Single atom in a superoscillatory optical trap

TL;DR

This paper demonstrates a novel optical trapping technique using superoscillations to create subwavelength hotspots, enabling precise single-atom manipulation beyond traditional diffraction limits.

Contribution

It introduces a superoscillatory optical trap that allows continuous tuning from a standard focus to a subwavelength hotspot, surpassing diffraction constraints.

Findings

Successfully trapped a single ultracold atom in a superoscillatory hotspot.

Achieved continuous tuning of the trap size from diffraction-limited to subwavelength.

Potential applications in quantum simulation and single-molecule studies.

Abstract

Optical tweezers have become essential tools to manipulate atoms or molecules at a single particle level. However, using standard diffracted-limited optical systems, the transverse size of the trap is lower bounded by the optical wavelength, limiting the application range of optical tweezers.
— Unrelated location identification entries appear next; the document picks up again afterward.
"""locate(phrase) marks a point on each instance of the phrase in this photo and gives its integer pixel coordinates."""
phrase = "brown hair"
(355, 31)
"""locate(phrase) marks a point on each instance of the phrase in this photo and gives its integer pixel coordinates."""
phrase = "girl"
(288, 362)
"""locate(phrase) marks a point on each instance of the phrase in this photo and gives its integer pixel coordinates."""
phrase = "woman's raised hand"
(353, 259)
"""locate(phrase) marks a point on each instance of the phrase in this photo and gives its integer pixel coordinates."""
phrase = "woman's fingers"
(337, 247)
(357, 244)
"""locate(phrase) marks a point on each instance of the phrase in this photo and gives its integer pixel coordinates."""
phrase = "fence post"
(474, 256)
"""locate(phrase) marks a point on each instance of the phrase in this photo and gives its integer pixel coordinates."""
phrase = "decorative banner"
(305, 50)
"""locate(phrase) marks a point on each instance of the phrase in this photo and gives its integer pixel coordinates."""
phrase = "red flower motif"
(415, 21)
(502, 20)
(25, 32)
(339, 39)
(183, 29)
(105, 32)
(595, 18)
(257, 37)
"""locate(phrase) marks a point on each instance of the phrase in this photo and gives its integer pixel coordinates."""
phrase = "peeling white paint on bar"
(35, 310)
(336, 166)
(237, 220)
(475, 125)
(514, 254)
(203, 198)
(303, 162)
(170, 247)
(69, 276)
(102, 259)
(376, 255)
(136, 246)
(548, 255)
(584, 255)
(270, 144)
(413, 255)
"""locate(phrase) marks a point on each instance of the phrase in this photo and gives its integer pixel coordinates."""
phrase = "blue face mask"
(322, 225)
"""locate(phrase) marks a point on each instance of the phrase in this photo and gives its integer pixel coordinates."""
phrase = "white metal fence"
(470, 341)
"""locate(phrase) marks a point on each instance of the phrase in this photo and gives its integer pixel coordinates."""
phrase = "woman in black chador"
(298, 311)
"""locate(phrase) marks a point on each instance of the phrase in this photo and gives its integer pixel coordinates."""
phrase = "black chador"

Here we report trapping of single ultracold atom in an optical trap that can be continuously tuned from a standard Airy focus to a subwavelength hotspot smaller than the usual Abbe's diffraction limit. The hotspot was generated using the effect of superoscillations, by the precise interference of multiple free-space coherent waves. We argue that superoscillatory trapping and continuous potential tuning offer not only a way to generate compact and tenable ensembles of trapped atoms for quantum simulators but will also be useful in single molecule quantum chemistry and the study of cooperative atom-photon interaction within subwavelength arrays of quantum emitters.